Others have even higher hopes. Richard Baker, president of Epic Consulting Services in Calgary, says eight billion barrels could be added to reserves, a figure that would include the widespread injection of water into existing wells. "It'd be like finding eight giant reservoirs," says Mr. Baker, who is working on a report for the industry that is aiming to nail down the opportunity presented by enhanced recovery. "It's a question of when it's going to occur, not if it's going to occur."Source
This is data from another Oil & Gas Journal article, kindly sampled by Heading Out:
The latest technology for enhanced oil recovery by injection of carbon dioxide holds the potential to recover 43 billion bbl of oil "stranded" in six mature US producing regions, says a study conducted for the Department of Energy.Note those figures: 43 billion bbl (=43Gb) of oil from mature producing regions in the US. That's four Prudhoe Bays right there -- almost as much oil as Ghawar has pumped in its entire service life. In the U.S. of all places! 43Gb is twice the current reserves of the U.S. That's enough oil to supply current U.S. oil demand, day in and day out, for 6 years.
DOE's Office of Fossil Energy calls the volume, estimated in the study by Advanced Resources International, "technically recoverable potential."
It identifies as "state-of-the-art CO2 EOR technologies" horizontal wells, 4D seismic to track injectant flow, automated field monitoring systems, and injecting larger volumes of CO2 than were used in earlier EOR projects.he study says state-of-the-art CO2 injection might recover 5.2 billion bbl of 22 billion bbl of oil unrecoverable by conventional production methods in California. The stranded oil is in 88 large reservoirs amenable to CO2 injection.

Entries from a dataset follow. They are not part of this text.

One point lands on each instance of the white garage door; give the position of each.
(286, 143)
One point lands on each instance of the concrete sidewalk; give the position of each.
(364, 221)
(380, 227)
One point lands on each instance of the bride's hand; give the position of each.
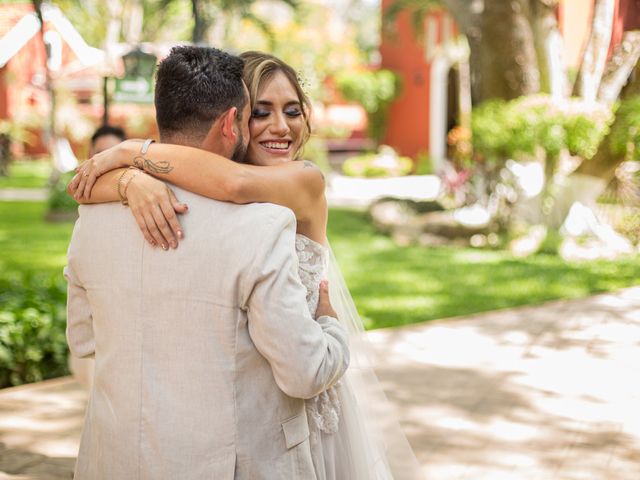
(154, 206)
(324, 304)
(120, 155)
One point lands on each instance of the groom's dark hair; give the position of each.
(194, 86)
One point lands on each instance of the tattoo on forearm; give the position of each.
(150, 166)
(310, 164)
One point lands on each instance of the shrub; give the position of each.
(374, 90)
(33, 345)
(520, 127)
(383, 164)
(625, 133)
(59, 200)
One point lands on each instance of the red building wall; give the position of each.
(408, 128)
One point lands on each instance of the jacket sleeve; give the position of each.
(79, 320)
(306, 356)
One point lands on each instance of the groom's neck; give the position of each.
(208, 143)
(178, 138)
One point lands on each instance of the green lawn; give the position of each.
(396, 286)
(390, 285)
(27, 174)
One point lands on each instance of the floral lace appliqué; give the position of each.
(311, 267)
(324, 409)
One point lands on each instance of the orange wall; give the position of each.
(575, 23)
(408, 128)
(3, 93)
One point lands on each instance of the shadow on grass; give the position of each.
(402, 285)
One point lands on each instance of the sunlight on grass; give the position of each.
(390, 285)
(402, 285)
(27, 174)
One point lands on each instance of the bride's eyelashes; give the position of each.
(258, 113)
(262, 113)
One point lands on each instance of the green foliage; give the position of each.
(521, 127)
(33, 346)
(32, 294)
(377, 165)
(625, 132)
(58, 197)
(27, 174)
(551, 243)
(316, 151)
(375, 91)
(394, 285)
(424, 164)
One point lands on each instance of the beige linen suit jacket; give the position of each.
(202, 354)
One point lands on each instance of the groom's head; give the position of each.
(201, 101)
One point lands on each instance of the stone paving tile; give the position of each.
(536, 393)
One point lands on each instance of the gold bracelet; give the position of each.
(123, 200)
(126, 185)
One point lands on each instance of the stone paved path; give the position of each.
(538, 393)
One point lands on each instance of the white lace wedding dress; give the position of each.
(344, 444)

This EOR phenomenon is causing a bit of angst and head-scratching amongst the peak oil pessimists. Dave from the Oil Drum says it well. He seems to be wrestling free of his denial and moving towards the acceptance phase:
Was this "technically recoverable potential" booked as reserves to begin with? The question matters because one of the common arguments used against peak oil is that EOR increases the URR. And that appears to be the case in these CO2 injection cases if the oil is indeed "stranded" and was never counted as reserves. If that is indeed so, then this would appear to be a case of reserves growth without new discovery due to the application of technology.Indeed, it seems technology has helped us "discover" four new Prudhoe Bays in the U.S., and (yup, your guessed it) this will be YET ANOTHER type of "funny oil" which Colin Campbell will not add to his graph of discoveries ("The Growing Gap", see #238, #237 and #230 below). Or, if he does add it, he will be "backdating" it into the past so we can all maintain the polite peak oiler groupthink that we aren't discovering much oil anymore.

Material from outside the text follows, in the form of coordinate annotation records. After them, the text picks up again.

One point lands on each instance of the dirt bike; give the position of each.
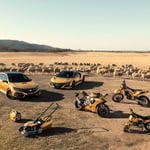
(40, 124)
(131, 94)
(138, 121)
(94, 102)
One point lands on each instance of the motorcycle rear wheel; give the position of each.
(144, 101)
(147, 126)
(78, 106)
(126, 128)
(103, 110)
(117, 97)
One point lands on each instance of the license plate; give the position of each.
(130, 117)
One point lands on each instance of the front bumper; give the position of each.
(18, 94)
(61, 85)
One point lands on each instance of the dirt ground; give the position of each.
(73, 129)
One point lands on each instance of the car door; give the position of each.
(3, 83)
(77, 77)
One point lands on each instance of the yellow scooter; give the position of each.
(94, 102)
(137, 121)
(40, 124)
(131, 94)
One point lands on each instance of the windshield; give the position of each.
(65, 74)
(18, 78)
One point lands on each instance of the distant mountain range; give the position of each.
(21, 46)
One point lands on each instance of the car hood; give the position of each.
(61, 80)
(24, 85)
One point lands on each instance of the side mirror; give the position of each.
(5, 81)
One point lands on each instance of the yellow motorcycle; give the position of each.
(40, 124)
(94, 102)
(137, 121)
(131, 94)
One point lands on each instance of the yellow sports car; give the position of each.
(67, 79)
(17, 85)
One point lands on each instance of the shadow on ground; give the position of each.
(138, 131)
(88, 85)
(56, 131)
(118, 114)
(46, 96)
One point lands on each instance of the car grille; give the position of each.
(29, 90)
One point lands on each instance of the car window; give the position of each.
(3, 77)
(76, 74)
(18, 78)
(65, 74)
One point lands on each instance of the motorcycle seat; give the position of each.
(95, 95)
(142, 117)
(135, 90)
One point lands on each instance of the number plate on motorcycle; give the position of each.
(130, 117)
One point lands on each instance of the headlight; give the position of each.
(18, 89)
(37, 87)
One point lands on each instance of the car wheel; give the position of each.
(9, 94)
(73, 84)
(83, 79)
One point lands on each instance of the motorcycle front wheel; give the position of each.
(147, 126)
(117, 97)
(78, 106)
(144, 101)
(126, 128)
(103, 110)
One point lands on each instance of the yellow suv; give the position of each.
(17, 85)
(67, 79)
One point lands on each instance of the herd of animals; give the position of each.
(110, 70)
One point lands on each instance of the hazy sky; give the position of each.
(78, 24)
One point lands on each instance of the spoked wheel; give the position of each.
(9, 94)
(126, 128)
(73, 84)
(144, 101)
(147, 126)
(103, 110)
(23, 132)
(117, 97)
(78, 105)
(83, 79)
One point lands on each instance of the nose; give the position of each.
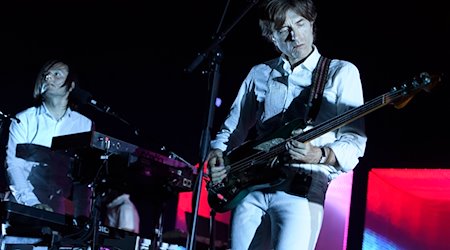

At a deeper level, I believe we are going to increasingly see a phenomenon which is familiar to anyone who has watched a marijuana smoker clean an old resin-encrusted pipe for a few more hits. There are incredible volumes of oil still remaining in old holes we discovered a long time ago, and pumped all the easy oil out of. So what are we going to do when we run out of new discoveries? We're going to go back to the old discoveries, and "clean the pipe".

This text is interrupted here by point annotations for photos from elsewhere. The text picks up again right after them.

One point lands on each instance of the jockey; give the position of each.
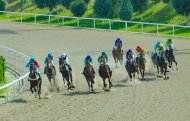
(169, 42)
(88, 58)
(37, 66)
(156, 46)
(103, 55)
(64, 59)
(49, 56)
(117, 42)
(133, 56)
(140, 49)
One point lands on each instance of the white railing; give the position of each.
(16, 62)
(98, 23)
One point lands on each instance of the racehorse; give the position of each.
(171, 57)
(89, 75)
(35, 81)
(131, 67)
(50, 72)
(162, 64)
(141, 63)
(67, 75)
(105, 73)
(118, 54)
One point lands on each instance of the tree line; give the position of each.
(105, 8)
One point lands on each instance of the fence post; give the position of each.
(49, 20)
(109, 24)
(94, 23)
(78, 22)
(21, 17)
(126, 27)
(142, 29)
(173, 30)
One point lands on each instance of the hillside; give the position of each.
(161, 13)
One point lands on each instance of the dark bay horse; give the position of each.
(171, 57)
(141, 63)
(35, 81)
(131, 67)
(50, 72)
(118, 54)
(105, 73)
(67, 75)
(89, 75)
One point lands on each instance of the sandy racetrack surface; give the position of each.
(154, 99)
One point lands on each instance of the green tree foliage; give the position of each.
(2, 69)
(2, 5)
(78, 8)
(66, 3)
(47, 3)
(140, 6)
(103, 8)
(126, 10)
(182, 7)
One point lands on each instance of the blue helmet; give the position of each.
(158, 42)
(129, 51)
(32, 58)
(50, 55)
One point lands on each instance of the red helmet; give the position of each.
(138, 48)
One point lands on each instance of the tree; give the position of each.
(126, 10)
(140, 6)
(103, 8)
(2, 5)
(47, 3)
(2, 69)
(66, 3)
(78, 7)
(182, 7)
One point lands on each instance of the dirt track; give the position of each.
(151, 100)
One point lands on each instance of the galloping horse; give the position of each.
(141, 63)
(118, 54)
(50, 72)
(89, 75)
(105, 73)
(131, 67)
(35, 82)
(171, 57)
(162, 64)
(67, 75)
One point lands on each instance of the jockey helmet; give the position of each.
(103, 53)
(32, 58)
(50, 55)
(129, 51)
(158, 42)
(138, 48)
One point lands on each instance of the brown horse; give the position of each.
(171, 57)
(105, 73)
(50, 72)
(131, 67)
(141, 63)
(35, 81)
(89, 75)
(118, 54)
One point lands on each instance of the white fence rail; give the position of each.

Consider Ghawar. We have this field riddled with thousands and thousands of injecting/extracting perforations, and equipped with massive capital investments. Are we really going to walk away from if after it poops out the first time, or the second time, or even the third time? I doubt it. There will still be a massive volume of oil down there, already discovered, and we know it's there. Why not hit it with CO2, or fracture it with a nuke, or put a nuclear reactor on site to cook it out? Or even mine it, like coal, as was done in the early days of oil? Essentially, we're talking about a shift from a "hunter-gatherer" style of oil extraction, to a more sedentary, capital intensive "agricultural" style of oil extraction, as I've previously discussed.